FE EXAM

共有ロック(読み取りロック)

他からの読取りは許すが書込みを禁じる読取り用のロック。

INTERACTIVE VISUALIZATION
共有(S)
専有(X)
待ち
フェーズ
idle
データのロック
なし
共有ロック保持数
0
シナリオ
ステップ1 / 6
STEP 1/6開始前 — 読み取り用のロック共有ロック(読み取り用ロックとも呼ぶ)は「読むだけなら何人でも同時に使ってよい」というロックです。
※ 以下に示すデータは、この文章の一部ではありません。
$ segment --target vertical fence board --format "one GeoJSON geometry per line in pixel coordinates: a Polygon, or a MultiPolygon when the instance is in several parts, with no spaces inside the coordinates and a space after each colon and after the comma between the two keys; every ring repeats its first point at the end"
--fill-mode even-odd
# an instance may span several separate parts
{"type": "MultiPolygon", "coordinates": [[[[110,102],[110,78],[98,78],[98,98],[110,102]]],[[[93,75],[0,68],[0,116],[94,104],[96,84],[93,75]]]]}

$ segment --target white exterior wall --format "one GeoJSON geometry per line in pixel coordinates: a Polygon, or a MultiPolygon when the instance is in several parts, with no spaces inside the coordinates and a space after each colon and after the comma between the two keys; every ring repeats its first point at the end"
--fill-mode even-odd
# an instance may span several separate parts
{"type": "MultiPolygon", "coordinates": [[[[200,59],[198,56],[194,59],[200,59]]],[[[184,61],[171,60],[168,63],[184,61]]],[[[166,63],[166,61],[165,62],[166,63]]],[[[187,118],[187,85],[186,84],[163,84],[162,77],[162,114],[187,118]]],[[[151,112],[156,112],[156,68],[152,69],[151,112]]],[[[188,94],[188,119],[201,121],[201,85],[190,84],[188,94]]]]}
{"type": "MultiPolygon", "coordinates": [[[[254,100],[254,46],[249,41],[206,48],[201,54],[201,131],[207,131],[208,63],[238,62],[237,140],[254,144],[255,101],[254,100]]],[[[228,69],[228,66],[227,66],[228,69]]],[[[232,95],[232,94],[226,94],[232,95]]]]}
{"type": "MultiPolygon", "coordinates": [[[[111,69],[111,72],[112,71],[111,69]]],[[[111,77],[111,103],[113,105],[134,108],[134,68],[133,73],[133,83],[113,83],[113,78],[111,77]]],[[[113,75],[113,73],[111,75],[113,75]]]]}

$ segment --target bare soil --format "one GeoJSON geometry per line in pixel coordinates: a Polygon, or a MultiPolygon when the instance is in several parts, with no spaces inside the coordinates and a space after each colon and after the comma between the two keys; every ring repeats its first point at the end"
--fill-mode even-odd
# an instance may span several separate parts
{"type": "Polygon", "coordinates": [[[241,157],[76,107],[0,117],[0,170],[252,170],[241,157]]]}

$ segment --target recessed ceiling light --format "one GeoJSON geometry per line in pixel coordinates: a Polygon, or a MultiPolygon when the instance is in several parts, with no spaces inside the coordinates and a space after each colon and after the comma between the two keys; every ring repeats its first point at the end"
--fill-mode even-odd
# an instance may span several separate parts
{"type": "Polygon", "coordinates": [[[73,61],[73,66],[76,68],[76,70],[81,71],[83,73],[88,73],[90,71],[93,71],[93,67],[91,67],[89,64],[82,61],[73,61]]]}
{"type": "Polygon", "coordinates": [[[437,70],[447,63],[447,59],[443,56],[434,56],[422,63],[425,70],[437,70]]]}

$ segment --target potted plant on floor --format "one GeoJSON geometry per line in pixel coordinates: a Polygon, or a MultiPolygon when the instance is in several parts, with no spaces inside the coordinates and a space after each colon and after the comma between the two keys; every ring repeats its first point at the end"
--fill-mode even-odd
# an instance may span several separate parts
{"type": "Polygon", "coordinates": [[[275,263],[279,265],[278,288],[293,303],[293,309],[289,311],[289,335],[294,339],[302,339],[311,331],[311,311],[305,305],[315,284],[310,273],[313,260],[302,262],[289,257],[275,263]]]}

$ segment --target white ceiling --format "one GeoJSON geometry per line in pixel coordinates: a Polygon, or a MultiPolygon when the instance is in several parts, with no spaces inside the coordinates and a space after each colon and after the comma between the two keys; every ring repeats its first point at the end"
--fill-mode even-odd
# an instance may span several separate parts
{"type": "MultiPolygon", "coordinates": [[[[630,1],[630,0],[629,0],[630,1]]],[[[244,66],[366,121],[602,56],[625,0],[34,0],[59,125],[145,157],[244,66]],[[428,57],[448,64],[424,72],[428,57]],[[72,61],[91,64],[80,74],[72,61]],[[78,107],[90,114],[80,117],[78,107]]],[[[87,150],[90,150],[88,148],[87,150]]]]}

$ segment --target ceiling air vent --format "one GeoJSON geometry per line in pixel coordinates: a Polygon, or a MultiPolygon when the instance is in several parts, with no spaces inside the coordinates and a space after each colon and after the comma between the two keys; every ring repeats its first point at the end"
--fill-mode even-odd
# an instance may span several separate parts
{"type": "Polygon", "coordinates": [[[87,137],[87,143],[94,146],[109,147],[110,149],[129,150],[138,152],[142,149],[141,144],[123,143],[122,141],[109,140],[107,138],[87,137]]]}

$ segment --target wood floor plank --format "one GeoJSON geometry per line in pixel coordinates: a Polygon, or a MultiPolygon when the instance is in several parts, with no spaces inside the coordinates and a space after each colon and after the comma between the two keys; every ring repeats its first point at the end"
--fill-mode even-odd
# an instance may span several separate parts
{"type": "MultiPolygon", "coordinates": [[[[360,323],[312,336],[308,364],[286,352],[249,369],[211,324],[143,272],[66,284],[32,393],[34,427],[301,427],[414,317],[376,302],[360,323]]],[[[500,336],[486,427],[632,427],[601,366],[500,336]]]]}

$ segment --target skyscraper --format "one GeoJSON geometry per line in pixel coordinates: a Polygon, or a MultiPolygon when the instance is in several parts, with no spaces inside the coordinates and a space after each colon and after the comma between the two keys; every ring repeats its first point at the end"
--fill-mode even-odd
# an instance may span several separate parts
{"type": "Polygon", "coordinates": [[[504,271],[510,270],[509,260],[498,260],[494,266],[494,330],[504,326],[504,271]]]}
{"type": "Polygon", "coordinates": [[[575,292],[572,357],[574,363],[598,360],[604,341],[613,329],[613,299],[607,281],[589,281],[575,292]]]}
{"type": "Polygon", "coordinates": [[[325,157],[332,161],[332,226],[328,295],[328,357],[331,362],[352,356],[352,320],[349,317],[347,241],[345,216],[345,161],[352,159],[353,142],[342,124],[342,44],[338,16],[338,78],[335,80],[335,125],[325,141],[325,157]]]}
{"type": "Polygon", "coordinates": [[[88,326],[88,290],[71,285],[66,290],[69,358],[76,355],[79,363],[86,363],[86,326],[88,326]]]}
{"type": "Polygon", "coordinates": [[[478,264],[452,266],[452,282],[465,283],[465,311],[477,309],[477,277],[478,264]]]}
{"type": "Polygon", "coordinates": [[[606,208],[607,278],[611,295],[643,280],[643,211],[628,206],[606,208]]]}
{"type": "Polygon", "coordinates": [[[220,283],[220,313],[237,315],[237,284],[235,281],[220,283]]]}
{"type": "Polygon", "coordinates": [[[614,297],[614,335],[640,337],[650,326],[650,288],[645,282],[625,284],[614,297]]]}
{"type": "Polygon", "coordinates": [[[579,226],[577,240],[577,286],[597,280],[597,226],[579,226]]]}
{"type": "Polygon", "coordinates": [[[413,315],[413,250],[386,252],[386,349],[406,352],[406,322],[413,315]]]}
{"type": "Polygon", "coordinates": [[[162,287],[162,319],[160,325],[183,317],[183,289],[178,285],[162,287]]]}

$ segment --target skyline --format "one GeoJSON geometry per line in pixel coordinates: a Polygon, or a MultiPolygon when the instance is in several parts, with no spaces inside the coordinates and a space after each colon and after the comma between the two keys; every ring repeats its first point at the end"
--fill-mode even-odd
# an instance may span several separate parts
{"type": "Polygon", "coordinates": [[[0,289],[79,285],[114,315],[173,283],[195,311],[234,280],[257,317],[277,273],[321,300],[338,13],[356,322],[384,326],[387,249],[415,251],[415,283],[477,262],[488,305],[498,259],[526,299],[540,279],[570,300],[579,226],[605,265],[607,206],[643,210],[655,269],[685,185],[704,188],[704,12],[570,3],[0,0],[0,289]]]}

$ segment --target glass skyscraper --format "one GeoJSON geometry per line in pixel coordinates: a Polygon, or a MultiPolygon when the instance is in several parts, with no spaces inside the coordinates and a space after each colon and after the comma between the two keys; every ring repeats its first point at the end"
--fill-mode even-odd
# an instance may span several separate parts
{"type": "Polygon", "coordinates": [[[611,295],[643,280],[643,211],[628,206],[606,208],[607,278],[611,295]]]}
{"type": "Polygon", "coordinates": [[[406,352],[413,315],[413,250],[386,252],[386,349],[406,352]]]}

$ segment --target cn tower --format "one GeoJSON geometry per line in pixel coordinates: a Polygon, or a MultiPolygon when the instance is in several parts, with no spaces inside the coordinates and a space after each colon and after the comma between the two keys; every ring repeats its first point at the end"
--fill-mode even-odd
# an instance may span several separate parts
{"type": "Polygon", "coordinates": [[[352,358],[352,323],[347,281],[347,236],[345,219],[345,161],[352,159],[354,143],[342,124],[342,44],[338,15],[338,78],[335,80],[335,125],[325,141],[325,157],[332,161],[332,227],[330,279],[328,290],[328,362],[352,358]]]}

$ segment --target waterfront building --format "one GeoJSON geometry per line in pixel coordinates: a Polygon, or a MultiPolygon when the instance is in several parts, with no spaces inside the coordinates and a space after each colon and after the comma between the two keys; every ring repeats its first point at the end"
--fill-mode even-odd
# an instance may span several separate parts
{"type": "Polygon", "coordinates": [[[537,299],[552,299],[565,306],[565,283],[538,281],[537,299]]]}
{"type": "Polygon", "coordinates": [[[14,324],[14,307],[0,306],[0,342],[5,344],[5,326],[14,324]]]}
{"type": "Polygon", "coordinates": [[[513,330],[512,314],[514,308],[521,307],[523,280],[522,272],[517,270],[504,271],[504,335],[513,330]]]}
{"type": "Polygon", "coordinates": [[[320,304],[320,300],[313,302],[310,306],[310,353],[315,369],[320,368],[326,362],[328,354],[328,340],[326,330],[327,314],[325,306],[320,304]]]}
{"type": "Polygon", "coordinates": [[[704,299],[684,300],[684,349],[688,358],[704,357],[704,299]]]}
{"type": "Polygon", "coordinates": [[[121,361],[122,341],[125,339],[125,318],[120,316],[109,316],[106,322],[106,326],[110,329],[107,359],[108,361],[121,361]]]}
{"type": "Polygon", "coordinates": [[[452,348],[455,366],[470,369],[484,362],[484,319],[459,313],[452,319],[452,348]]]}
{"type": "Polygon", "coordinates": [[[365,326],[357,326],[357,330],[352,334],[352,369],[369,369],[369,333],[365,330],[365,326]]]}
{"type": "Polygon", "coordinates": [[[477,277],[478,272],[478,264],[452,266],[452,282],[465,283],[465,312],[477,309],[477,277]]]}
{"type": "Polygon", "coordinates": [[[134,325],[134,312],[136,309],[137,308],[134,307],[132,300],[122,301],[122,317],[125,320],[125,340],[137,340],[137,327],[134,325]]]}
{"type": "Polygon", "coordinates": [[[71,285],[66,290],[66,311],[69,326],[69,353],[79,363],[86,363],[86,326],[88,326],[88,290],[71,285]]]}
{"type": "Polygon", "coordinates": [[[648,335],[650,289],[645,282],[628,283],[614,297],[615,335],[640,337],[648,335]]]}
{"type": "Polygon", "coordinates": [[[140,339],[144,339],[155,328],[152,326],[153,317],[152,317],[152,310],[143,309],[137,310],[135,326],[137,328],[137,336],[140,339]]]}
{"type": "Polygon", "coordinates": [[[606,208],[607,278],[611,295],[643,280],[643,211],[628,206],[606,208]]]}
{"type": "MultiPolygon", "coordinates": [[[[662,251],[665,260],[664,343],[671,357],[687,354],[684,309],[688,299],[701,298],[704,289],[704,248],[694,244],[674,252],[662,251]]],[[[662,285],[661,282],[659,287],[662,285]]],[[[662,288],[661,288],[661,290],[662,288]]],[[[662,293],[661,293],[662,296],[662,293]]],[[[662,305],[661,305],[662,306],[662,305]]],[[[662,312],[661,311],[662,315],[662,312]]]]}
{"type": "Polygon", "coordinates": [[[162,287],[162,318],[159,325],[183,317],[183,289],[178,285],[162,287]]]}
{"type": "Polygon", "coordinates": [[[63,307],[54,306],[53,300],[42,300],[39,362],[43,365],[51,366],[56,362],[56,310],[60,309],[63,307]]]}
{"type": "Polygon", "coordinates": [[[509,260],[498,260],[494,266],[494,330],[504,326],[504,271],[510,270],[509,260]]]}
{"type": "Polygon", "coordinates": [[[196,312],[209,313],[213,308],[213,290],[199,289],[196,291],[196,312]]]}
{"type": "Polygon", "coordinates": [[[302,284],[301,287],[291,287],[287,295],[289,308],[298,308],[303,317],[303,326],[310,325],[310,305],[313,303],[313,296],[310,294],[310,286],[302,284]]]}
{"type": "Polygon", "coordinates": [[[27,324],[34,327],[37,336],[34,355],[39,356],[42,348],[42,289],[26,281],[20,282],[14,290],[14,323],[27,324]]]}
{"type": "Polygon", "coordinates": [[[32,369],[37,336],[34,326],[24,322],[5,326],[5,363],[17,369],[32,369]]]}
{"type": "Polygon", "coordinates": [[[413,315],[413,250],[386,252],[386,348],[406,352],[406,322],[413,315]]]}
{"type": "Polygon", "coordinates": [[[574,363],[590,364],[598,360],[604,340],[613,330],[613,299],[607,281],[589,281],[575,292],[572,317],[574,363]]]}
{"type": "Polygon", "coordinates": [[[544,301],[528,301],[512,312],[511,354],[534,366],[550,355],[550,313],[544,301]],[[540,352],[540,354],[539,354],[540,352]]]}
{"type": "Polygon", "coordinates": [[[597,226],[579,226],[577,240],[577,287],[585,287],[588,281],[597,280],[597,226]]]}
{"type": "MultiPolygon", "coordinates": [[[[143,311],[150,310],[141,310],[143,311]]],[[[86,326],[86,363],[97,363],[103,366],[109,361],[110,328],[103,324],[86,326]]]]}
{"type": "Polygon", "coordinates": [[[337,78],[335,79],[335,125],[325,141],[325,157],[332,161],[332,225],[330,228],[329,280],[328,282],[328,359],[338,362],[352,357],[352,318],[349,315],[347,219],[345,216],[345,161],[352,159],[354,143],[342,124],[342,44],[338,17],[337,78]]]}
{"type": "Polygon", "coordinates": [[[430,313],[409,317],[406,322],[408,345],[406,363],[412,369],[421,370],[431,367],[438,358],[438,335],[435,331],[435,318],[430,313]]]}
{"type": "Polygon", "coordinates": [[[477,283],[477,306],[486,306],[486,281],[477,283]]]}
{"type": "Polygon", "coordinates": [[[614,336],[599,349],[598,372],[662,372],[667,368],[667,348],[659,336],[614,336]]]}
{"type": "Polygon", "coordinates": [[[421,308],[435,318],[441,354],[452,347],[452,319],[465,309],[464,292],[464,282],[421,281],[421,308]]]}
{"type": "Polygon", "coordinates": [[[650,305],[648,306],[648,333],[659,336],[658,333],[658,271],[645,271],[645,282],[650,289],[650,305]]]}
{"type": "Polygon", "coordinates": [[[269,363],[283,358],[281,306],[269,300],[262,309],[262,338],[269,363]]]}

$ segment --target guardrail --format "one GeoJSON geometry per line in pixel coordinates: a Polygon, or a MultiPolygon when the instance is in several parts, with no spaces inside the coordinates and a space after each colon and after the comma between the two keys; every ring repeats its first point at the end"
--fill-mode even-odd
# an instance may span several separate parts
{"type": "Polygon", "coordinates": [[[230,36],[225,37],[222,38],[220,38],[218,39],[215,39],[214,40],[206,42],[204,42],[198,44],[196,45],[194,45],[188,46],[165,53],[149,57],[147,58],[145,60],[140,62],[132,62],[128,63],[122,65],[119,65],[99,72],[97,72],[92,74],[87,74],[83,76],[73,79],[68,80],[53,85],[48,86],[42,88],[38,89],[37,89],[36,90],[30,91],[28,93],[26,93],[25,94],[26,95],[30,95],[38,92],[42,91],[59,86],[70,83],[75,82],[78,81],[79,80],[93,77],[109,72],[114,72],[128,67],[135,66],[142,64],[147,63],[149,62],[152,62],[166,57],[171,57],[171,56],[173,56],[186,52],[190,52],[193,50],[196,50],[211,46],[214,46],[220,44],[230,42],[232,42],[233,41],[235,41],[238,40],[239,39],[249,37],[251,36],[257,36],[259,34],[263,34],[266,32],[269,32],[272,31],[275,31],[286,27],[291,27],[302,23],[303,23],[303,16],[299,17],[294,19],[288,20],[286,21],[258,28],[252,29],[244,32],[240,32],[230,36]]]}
T1(=トランザクション1)とT2が、同じ商品の在庫数というデータを読みたい状況から始めます。
トランザクションT1待機中T2待機中共有データ在庫数120
解説

📌
共有ロックとは

T1読T2読共有ロック読み取りは同時にOK

共有ロック(読み取りロック、S(Shared)ロック)とは、他からの読み取りは許すが、書き込みは禁止する読み取り専用のロックのことです。複数のトランザクションが同じデータに同時に共有ロックをかけられます。

身近な例で考えると、図書館で1冊の本を複数人がのぞき込んで読むのに似ています。読むだけなら大勢で同時に見ても問題ありません。ただし誰かが「ページを書き換えたい(更新したい)」と言い出したら、読んでいる人がいる間は書き換えられません。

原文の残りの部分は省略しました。